Hi,
My data looks like this,
Customer_Id | Transaction_No | Transaction_Date | Amount | Sales_Credit |
4699 | 80902288 | 22-Sep-15 | 55.3 | 2 |
4699 | 80686478 | 12-Sep-15 | 62.3 | 1 |
4699 | 80687203 | 12-Sep-15 | 55.3 | 1 |
4919 | 81735223 | 12-Oct-15 | 15.99 | 2 |
4919 | 80917293 | 22-Sep-15 | 15.99 | 1 |
4919 | 80917294 | 22-Sep-15 | 15.99 | 1 |
4919 | 80938352 | 22-Sep-15 | 23.99 | 1 |
6320 | 80926085 | 23-Sep-15 | 51.75 | 2 |
6320 | 80517713 | 09-Sep-15 | 51.75 | 1 |
6320 | 80512633 | 09-Sep-15 | 51.75 | 1 |
I need to find only the data with actual sales.
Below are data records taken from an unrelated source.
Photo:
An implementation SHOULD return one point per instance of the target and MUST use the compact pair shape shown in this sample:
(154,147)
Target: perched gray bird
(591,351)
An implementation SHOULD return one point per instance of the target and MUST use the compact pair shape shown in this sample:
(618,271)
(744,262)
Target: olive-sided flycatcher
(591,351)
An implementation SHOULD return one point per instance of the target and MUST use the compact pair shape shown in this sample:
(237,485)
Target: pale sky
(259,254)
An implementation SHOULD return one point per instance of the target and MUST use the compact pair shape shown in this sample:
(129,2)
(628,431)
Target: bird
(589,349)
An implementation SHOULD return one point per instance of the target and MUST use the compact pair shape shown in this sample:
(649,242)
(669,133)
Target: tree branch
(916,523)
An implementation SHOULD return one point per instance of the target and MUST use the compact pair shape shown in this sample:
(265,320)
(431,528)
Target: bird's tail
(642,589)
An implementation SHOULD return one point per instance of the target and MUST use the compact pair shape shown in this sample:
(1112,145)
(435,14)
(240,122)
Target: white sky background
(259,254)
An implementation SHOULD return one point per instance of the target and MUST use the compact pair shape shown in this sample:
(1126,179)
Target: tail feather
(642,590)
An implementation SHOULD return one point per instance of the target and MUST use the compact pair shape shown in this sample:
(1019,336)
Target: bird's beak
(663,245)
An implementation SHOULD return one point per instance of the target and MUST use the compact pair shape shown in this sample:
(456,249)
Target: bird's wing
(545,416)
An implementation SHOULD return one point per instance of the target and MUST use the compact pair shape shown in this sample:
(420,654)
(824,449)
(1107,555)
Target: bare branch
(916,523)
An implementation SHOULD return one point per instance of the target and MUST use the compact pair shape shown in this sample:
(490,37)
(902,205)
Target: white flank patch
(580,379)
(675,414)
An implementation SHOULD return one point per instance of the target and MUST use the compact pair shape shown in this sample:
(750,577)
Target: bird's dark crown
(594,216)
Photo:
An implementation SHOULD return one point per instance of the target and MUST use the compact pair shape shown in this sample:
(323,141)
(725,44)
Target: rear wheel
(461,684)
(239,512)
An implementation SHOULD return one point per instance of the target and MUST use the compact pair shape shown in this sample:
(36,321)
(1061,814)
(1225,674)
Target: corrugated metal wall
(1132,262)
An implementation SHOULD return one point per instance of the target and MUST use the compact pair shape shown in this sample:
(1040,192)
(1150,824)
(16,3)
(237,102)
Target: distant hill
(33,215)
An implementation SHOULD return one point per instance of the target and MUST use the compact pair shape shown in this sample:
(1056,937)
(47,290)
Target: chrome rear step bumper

Like in customer_id "4699" only the second observation remains. However with customer_id= "4919" I need to randomly delete either of the two observations having amount 15.99. Could you help me how to proceed with this? If statements with first.variable concept or proc sql?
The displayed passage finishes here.